Она посмотрела на меня с удивлением.

— Правда, — сказала она, подумав, — он не может внушить такой пламенной, безумной страсти, как мой Виктор, но все-таки я думала, что ты влюблена в него.

— Не влюблена, хоть и очень люблю его. Да, вероятно, и он питает ко мне одну дружбу.

— Конечно, он не глядел на тебя таким страстным взглядом, как способен глядеть Виктор, но это оттого, что у него другой характер, другая натура. После нашей встречи в монастыре я замечаю, что он сделался печальнее, задумчивее.

Мы хотели уже идти, как в дверях моей комнаты показалась закутанная фигура, в которой через минуту я узнала Марью Ивановну.
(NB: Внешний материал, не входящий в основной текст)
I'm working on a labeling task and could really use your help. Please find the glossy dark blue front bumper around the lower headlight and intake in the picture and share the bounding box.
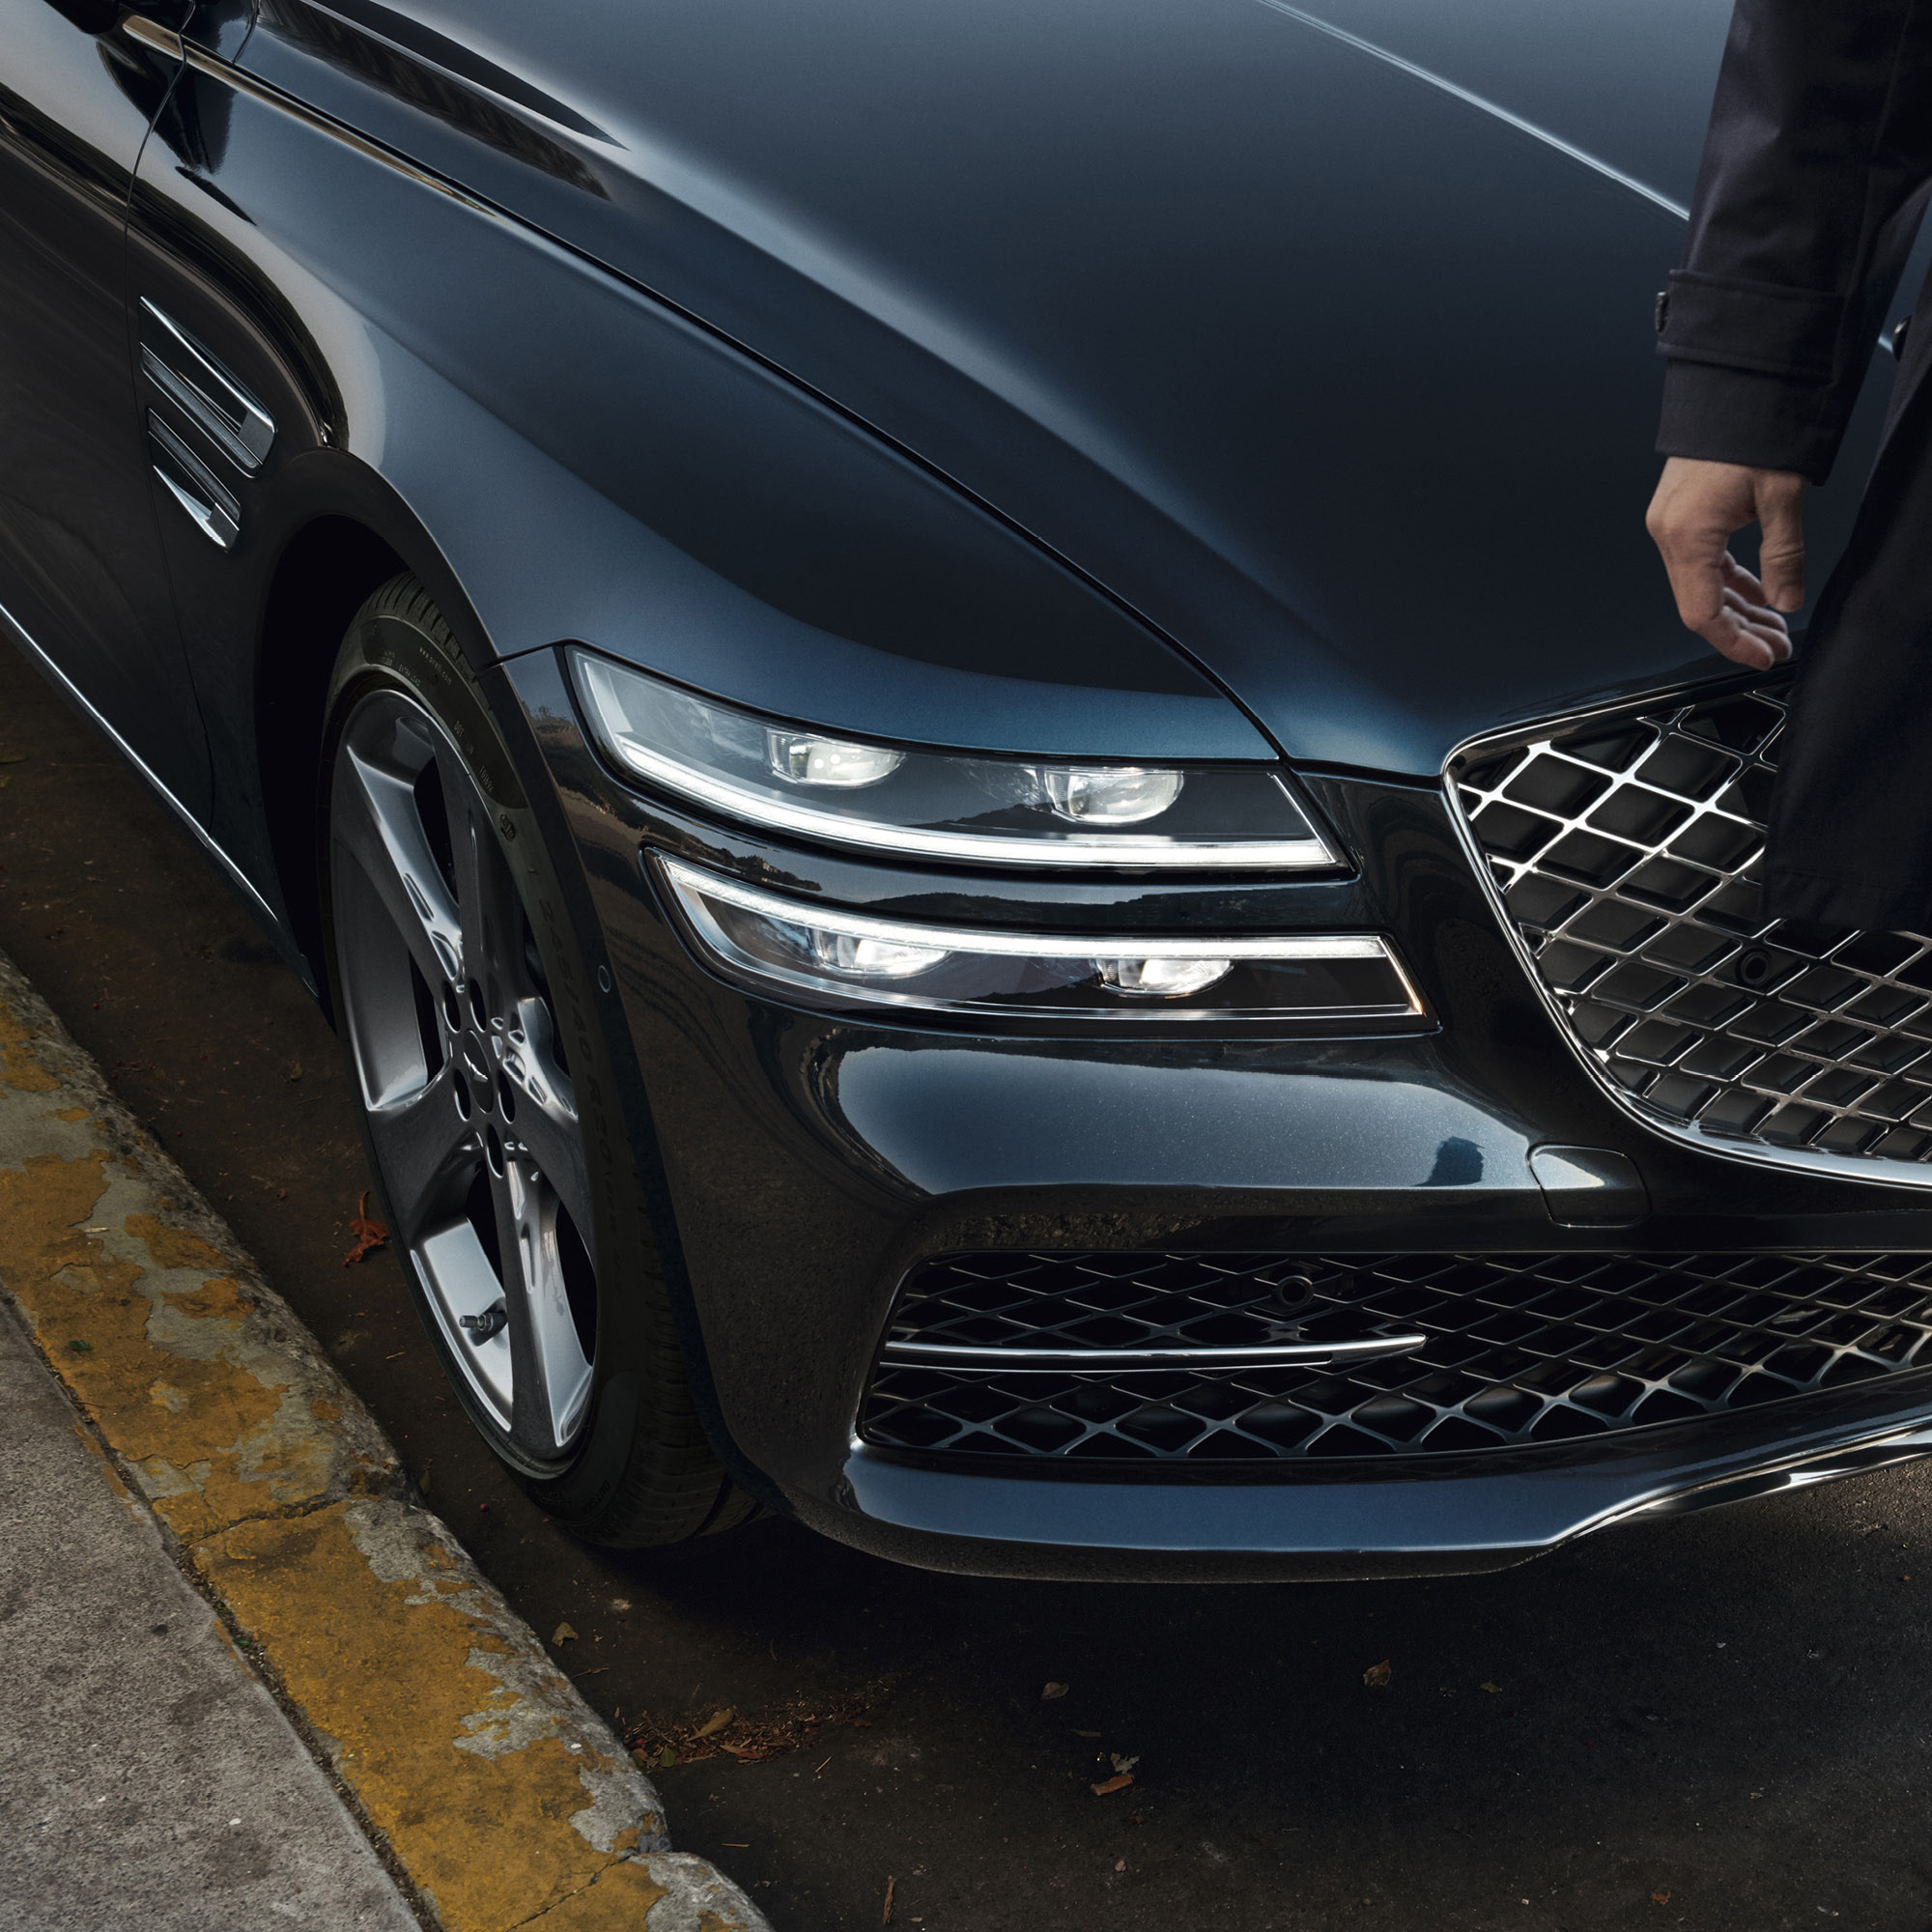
[502,653,1932,1578]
Это был вечер сюрпризов.

Я бросилась к ней и почти со слезами обняла ее.

— Марья Ивановна! как это вы надумали сюда приехать.

— Еду к своим гостить. Какой у нас, друг мой, пожар был! и моя хата сгорела.

— Неужели?

— Вот я и еду гостить, пока не выстрою новой. Тяжеленько, да как-нибудь Бог поможет, Яшка Косой будет строить. Уж я его на совесть подрядила. Вот был страх-то! Ведь в Амилове-то и дом, и флигеля сгорели. Загорелось, мать моя, в ткацкой, вечером. Ветер был сильный. Мы все обеспамятели; чем бы выносить — суемся в разные стороны… Катерина Никитишна у меня сидела. Как сидела, выбежала на двор с прялкой да: "Ай, батюшки, ай, батюшки!" — кружится на одном месте… А Федосья вынесла из дому подушку, да уж до того испугалась, что забыла, что покойницы маменьки давным-давно нет на свете, кричит: "Барыню-то не испугайте!". Такой переполох был!

Я горько заплакала.

— Ну вот, я думала насмешить ее, а она расплакалась… Ты-то как поживаешь? Похудела что-то. Видно, ах! прошли, прошли наши красны дни… Помнишь, как бывало Федя это пел, так за сердце и хватало! Да, моя радость, опустело Амилово… и дом сгорел. Смотреть тошно. А знаешь ли, кто покупает его? — Данаров. Уж и доверенного прислал. А сам, как слышно, в Петербурге.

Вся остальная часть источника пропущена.